O bloqueio do governo tem uma crueldade extra, no caso da UFRJ. Boa parte dele ocorreu nas chamadas receitas próprias da instituição — basicamente, o dinheiro arrecadado com aluguéis de terrenos da universidade.

O pró-reitor está bastante preocupado com as possibilidades de reversão do bloqueio. “Se não for revertido no contexto pré-eleitoral, dificilmente será revertido depois”. E qualquer que seja o resultado. “Seja porque teremos o mesmo governo, que já fez a opção por bloquear da educação e da C&T; seja porque teremos um novo governo, que ainda não terá assumido e não terá ingerência sobre o orçamento”, esclarece. “Embora tecnicamente ainda seja um bloqueio, está mais com cara de um cancelamento”, critica.

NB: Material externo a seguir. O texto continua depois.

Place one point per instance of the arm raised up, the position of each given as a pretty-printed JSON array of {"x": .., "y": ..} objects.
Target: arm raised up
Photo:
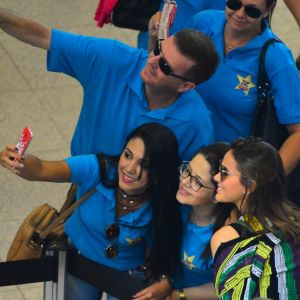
[
  {"x": 24, "y": 29},
  {"x": 32, "y": 168}
]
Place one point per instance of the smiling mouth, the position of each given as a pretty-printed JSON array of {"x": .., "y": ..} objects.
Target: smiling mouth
[{"x": 128, "y": 179}]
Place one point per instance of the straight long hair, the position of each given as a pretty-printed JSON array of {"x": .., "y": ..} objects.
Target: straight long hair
[
  {"x": 213, "y": 154},
  {"x": 161, "y": 149}
]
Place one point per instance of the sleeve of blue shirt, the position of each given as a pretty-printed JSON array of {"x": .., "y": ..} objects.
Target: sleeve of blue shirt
[
  {"x": 88, "y": 58},
  {"x": 84, "y": 171},
  {"x": 285, "y": 83}
]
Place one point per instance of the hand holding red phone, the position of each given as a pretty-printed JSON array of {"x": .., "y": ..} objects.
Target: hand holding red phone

ANDIFES REAGE: “A SITUAÇÃO É GRAVÍSSIMA”
A Associação Nacional dos Dirigentes das Instituições Federais de Ensino Superior (Andifes) já organiza reuniões com representantes do governo para tentar reverter os cortes. “Também mobilizamos todos os reitores para acionar os parlamentares de seus estados. E estamos estudando até mesmo a via judicial”, diz o professor Marcus David, presidente da entidade.

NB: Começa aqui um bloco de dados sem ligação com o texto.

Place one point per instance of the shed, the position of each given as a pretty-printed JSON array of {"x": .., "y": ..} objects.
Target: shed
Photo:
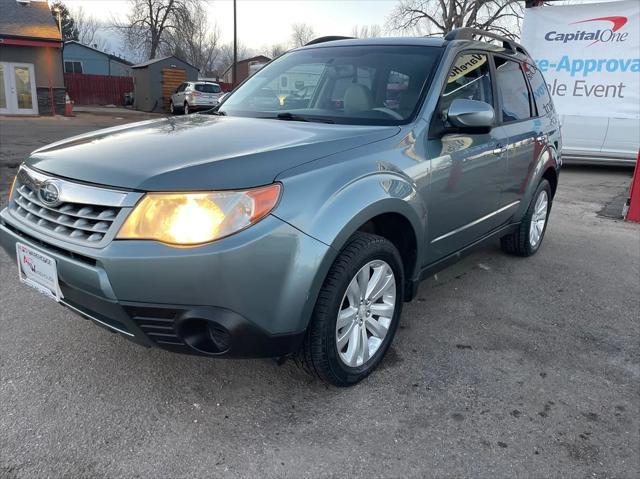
[
  {"x": 155, "y": 80},
  {"x": 79, "y": 58},
  {"x": 245, "y": 68}
]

“A situação é gravíssima. Temos que considerar que este corte vem depois de uma série sucessiva de cortes. Tudo que era possível e impossível já foi feito pelas universidades”, diz. “Já estávamos com uma dificuldade imensa de administrar este orçamento. Estamos com um cenário que projeta um segundo semestre caótico para as universidades”.

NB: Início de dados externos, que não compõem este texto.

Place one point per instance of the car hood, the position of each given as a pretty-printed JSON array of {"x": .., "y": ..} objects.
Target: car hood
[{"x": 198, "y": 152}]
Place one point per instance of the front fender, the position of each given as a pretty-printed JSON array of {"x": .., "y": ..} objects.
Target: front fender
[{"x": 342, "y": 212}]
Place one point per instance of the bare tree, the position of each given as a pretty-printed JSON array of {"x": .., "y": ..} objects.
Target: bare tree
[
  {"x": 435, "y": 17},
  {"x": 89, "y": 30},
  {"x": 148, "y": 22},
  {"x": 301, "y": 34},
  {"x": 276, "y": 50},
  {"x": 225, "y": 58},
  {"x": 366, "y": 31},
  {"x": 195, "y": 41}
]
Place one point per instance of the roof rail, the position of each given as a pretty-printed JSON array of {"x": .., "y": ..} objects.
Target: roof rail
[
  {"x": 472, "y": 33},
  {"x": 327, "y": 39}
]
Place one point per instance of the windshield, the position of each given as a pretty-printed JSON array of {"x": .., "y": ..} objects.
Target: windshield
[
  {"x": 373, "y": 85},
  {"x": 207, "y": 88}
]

Para o docente, que é economista, o grande problema é a emenda constitucional que limita os gastos públicos. A Lei de Responsabilidade Fiscal permite ao governo fazer ajustes orçamentários durante o ano, quando há indicativos de que não vai cumprir metas fiscais e, nos últimos anos, o teto de gastos. “O relatório publicado pelo Ministério da Economia referente a março e abril, divulgado no fim de maio, indica que a arrecadação subiu muito. O governo não tem problema para cumprir a meta fiscal prevista na Lei de Diretrizes Orçamentárias. Mas o relatório fala que não está conseguindo cumprir o teto de gastos. Isso justificaria a necessidade de cortes”, explica Marcus David. “Havia espaço para avaliações políticas, mas a priorização se deu sobre estas áreas (Educação e C&T). O MEC sofreu um corte de R$ 1,6 bilhão”, criticou.

Uma das autoras de estudo inédito do Observatório do Conhecimento sobre o orçamento das áreas de Educação e C&T, a também economista Julia Bustamante concorda. “O teto de gastos estrangula não só o orçamento. Ele estrangula as possibilidades de construção de um desenvolvimento econômico nacional autônomo”, afirma. “O Brasil investe pouco e cada vez menos em Ciência e Educação. E, ainda assim, temos a previsão orçamentária sendo contingenciada”, completa. Se confirmados os cortes, as perdas do chamado “orçamento do conhecimento” vão superar R$ 100 bilhões em apenas oito anos.

ROMBO DE R$ 1,8 BILHÃO
O quadro é crítico também no Ministério da Ciência, Tecnologia e Inovações, que ficou com um “rombo” de R$ 1,8 bilhão, segundo a mais recente avaliação elaborada pela assessoria da Sociedade Brasileira para o Progresso da Ciência (SBPC).

A entidade ainda busca o detalhamento, mas, pelo tamanho do corte, existe o receio de que parte do Fundo Nacional para o Desenvolvimento Científico e Tecnológico (FNDCT) esteja na conta. Neste caso, o governo cometeria uma ilegalidade. “É evidente o ataque do governo federal à Ciência brasileira. Um ataque ilegal já que a Lei Complementar nº 177, de 2021, proíbe expressamente que o FNDCT sofra qualquer limitação de despesa”, diz trecho de nota da SBPC.

“O governo está falando que o corte é para pagar reajuste de servidores, mas a justificativa real é caber no teto de gastos. Este dinheiro não vai dar para pagar os servidores”, afirma a vice-presidente da SBPC, professora Fernanda Sobral.